In today’s consumer-dominated business world–where CIOs look to deliver “Apple-simple” office tools requiring no training–simplicity has become a code word for speed, flexibility, agility and success.
 
“This is about killing complexity. As you do, you get faster,” says CIO Charlene Begley of General Electric, one of the IT leaders interviewed recently. “It’s about competitiveness.”  Simplifying IT operations and processes is one of Begley’s four strategic imperatives for IT, as she strives to halve the number of GE data centres and lop out 85 percent of its ERP systems by 2016.
In talking with IT executives at GE, FedEx and McDonald’s for a story, senior editor Kim S. Nash discovered how very complicated efforts to achieve simplicity can be.

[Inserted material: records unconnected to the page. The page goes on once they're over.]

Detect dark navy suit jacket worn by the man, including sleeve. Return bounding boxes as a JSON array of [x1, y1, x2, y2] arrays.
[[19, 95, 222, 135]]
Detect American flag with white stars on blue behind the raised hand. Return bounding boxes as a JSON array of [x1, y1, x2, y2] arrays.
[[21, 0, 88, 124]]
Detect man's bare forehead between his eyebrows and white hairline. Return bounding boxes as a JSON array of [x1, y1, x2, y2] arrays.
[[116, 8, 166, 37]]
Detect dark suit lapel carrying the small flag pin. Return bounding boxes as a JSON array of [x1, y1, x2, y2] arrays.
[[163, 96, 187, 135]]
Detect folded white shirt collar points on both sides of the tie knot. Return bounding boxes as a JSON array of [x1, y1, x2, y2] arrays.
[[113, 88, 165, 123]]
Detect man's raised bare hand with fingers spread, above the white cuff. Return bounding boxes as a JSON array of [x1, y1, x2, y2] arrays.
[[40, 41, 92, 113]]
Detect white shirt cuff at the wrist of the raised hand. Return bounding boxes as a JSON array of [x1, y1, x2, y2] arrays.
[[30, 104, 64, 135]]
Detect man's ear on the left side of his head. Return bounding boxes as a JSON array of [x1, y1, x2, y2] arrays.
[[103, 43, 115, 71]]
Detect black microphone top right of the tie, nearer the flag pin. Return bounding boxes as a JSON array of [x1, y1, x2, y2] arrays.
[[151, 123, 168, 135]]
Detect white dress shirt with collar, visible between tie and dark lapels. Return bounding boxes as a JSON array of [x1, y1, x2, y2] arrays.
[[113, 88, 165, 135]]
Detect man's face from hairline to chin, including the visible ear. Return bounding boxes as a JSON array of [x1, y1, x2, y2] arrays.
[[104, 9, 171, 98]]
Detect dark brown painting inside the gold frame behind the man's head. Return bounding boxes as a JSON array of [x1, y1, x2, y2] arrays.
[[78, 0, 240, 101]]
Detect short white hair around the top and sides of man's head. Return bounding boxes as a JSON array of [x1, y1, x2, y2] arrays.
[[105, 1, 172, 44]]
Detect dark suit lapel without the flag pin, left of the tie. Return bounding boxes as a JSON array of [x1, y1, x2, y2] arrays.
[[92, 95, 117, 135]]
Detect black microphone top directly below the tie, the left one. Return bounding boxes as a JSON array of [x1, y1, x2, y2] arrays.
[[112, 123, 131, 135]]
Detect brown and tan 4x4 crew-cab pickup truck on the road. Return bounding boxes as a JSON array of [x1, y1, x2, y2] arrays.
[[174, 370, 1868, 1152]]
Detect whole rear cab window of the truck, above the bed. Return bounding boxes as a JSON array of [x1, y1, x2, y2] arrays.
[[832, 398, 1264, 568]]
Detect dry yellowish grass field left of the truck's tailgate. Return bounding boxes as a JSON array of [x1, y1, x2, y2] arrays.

CIOs and business leaders must identify what to prune, then finance and staff the project, then make more plans “to stop complexity from snaking its way back in,” she writes. “It’s an ongoing battle, but one that could be worth millions to win.”
 
Yes, millions. When researchers at The Hackett Group compared high-performing companies to average ones, they noticed that the typical firms were running twice as many data centers as the world-class ones, which also run fewer applications and at lower cost.
 
At FedEx, complexity reduction is “the largest theme we’re working on,” says Kevin Humphries, senior vice-president of IT. He recently opened a new data center that will serve as the US$39 billion company’s main IT facility, even though it’s one-third the size of the one it replaces. “You would be shocked to see the walls and walls and walls of excruciating detail to make something very complex end up simplified,” Humphries told us.
 
As desirable as IT simplification sounds, such efforts often fail–and ironically, it’s because they lack detailed (that is, sufficiently complex) plans. How are you dealing with the complexity of simplicity at your company these days?